Laila is a magician who has many tricks up his sleeve – just that all of them end up blooming flowers out of objects. He is planning a cyber heist that involves hacking the systems of all bank accounts and sweeping the money that was paid by innocent citizens as taxes. In his words, it will be his ‘greatest magic trick’ and India’s ‘April Fool’s Day’ – because he’s planning on pulling this off on March 31. How far will you go to not file your returns?
His sister and Babloo’s love interest is Inaaya (Tara Sutaria) who is the sort of girl who splashes water at you for being a couple of minutes late on the first date and then doesn’t leave. She is the sexy lamp that Babloo places in a corner while he jumps over cars and fights baddies. Tiger’s action scenes are like dance moves we have seen before (Director Ahmed Khan was previously a choreographer).
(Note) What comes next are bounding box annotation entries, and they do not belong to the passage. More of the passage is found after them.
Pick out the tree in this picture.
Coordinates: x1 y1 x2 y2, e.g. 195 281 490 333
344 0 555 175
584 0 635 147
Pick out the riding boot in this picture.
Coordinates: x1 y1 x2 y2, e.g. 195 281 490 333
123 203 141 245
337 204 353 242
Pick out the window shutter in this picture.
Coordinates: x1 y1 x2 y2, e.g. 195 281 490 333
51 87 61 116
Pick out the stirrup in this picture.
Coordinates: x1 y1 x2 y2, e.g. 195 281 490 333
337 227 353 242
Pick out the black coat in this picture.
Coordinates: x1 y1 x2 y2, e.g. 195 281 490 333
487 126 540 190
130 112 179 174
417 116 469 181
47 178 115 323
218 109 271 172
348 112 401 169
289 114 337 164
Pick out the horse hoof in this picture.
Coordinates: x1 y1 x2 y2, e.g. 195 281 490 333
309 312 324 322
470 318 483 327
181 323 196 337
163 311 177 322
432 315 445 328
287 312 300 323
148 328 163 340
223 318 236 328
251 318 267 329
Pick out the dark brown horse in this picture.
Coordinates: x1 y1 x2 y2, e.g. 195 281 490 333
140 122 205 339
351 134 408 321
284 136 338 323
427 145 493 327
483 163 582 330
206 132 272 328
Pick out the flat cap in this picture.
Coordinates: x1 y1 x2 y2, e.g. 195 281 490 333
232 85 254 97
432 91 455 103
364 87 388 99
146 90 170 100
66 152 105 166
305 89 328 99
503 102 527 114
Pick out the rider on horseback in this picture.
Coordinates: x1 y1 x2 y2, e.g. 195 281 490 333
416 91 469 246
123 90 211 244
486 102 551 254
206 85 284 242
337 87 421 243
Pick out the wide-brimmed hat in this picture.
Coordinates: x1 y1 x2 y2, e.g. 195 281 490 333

There are no stakes. Tiger will survive henchmen, swords, guns, Lamborghini cars and even multiple grenade blasts – courtesy of, his mother’s prayers. Nawazuddin has fun with his character in the first half, then he bursts into a laughter fit of overacting. The screenplay dangles freely and the dialogues are just a play on words or abbreviations, especially if they are for expletives (MC BC- Main Chali Bye Cutie). The film’s visuals seem like out of a mobile racing game and the screenplay is dizzying.
The only respite is the music – while AR Rahman’s techno melody ‘Miss Hairan’ is groovy, Pooja Tiwari’s voice in ‘Jalwanuma’ has a certain pain. But all in all, Heropanti 2, will even make little girls (read Choti Bachchi) laugh at its plot. Just, ‘Dafa Kar’.